En toen Hij in de tempel gekomen was, kwamen de overpriesters en de oudsten van het volk naar Hem toe, terwijl Hij onderwijs gaf, en zeiden: Met welke bevoegdheid doet U deze dingen? En wie heeft U deze bevoegdheid gegeven? ~ Matth. 21:23

Aan deze vraag naar Jezus’ bevoegdheid, naar Zijn volmacht, is voorafgegaan Zijn intocht te Jeruzalem. Deze intocht was geheel naar de stijl van de profetie: Zie Uw Koning komt! En dat de Heiland ook werkelijk Jeruzalems rechtmatige Koning was, heeft Hij bewezen met twee heerlijke Koningsdaden. Hij kwam met een massa-genezing tot de tempel. Een heerlijke genezingsdaad, waarmede Hij Zich bij Zijn volk aandiende als de theocratische Vorst, Die bevoegdheid heeft om de macht van de zonde te verbreken, en om die manier in Zijn rijk ieder het leven te schenken. Hij is ook gekomen met tempelreiniging. Zijn uitzuiveringsdaad, waarmede Hij Zich presenteerde als de Messias-Koning, die bevoegdheid heeft om de schenders van de wet van de Heere uit te roeien.

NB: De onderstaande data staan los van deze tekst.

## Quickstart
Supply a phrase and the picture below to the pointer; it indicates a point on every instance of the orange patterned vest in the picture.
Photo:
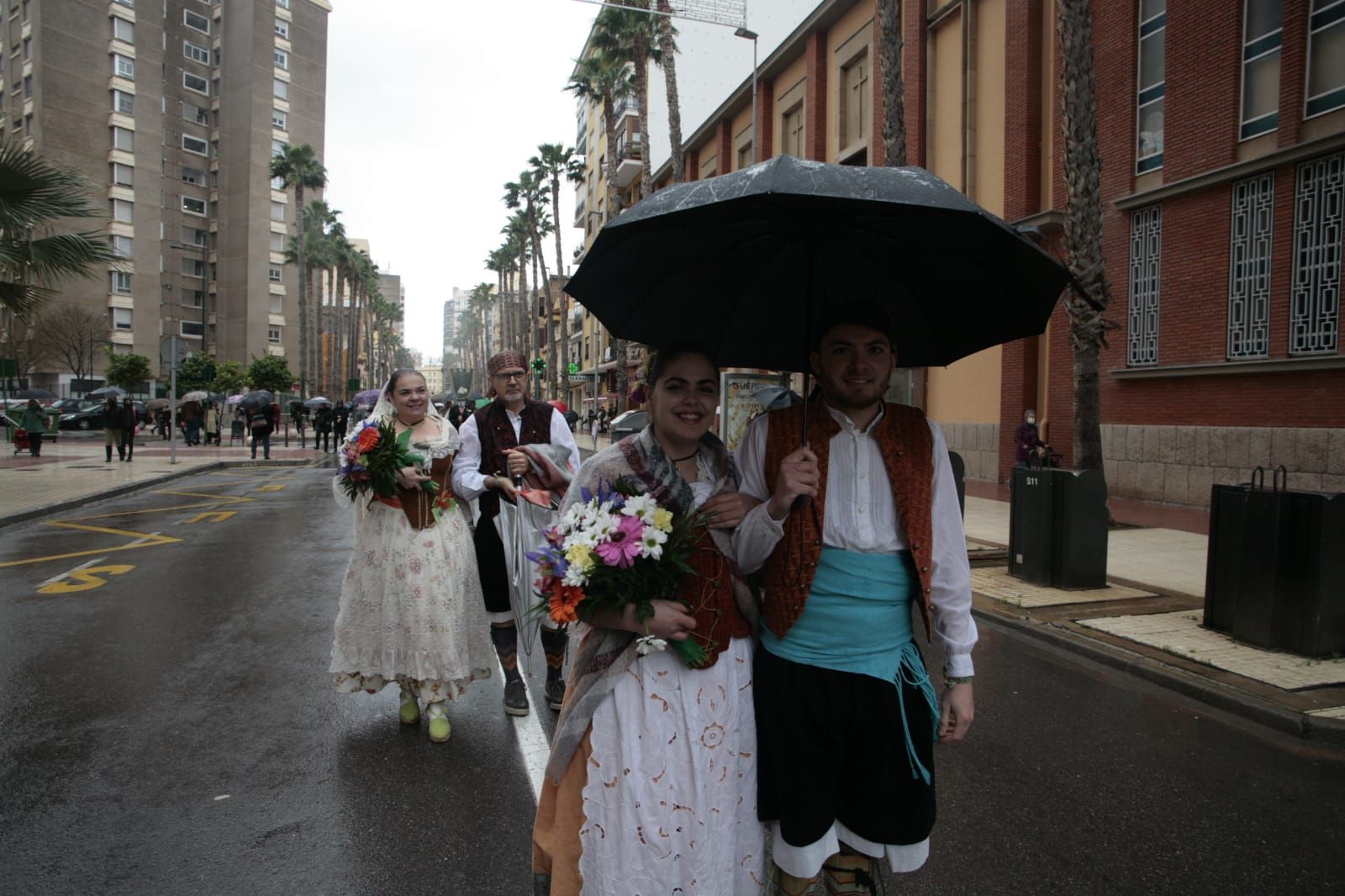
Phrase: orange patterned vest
(907, 448)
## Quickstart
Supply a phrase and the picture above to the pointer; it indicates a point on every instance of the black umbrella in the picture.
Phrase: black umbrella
(748, 262)
(255, 400)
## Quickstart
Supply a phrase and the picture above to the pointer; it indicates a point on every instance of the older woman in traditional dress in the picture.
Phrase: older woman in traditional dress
(410, 602)
(651, 783)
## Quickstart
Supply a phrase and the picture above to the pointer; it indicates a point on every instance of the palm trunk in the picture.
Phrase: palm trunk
(1083, 226)
(669, 54)
(894, 85)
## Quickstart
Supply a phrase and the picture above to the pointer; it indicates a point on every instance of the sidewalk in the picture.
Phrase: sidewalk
(1147, 620)
(73, 472)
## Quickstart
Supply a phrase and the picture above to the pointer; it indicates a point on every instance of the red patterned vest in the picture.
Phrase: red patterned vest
(907, 448)
(497, 436)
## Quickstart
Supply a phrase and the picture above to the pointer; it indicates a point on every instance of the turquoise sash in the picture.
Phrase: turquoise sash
(857, 619)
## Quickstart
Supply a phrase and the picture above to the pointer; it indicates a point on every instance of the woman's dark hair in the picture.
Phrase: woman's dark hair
(667, 354)
(398, 374)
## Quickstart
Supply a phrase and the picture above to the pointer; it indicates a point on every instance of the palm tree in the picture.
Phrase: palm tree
(631, 37)
(298, 167)
(1083, 226)
(894, 87)
(34, 259)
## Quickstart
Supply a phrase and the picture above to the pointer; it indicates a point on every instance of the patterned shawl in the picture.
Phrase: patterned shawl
(605, 654)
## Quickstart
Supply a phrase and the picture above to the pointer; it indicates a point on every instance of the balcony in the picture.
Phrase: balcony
(629, 159)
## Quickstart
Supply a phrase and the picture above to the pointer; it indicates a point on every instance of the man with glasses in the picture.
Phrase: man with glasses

Deze beide koningsdaden demonstreerden zeer duidelijk, dat de Heiland optrad met Messiaanse bevoegdheid, dat Hij gekomen was met het recht van initiatief om de theocratie te vestigen als de grote Zoon van David. Deze Messiaanse bevoegdheid straalde uit in Zijn Messiaanse daden, ja zij kwam met die daden mee. Hij was de Koning, Die in Zijn Koninkrijk kwam. Zo heeft de schare het ook begrepen. Zij hebben Hem toegejuicht: “Hosanna de Zoon van David. Gezegend Hij, Die komt in de Naam van de Heere! Hosanna, in de hoogste hemelen.”

Wat willen dus de overpriesters en de oudsten, deze leden van de Sanhedrin, met hun vraag naar Zijn bevoegdheid en naar Zijn Zender?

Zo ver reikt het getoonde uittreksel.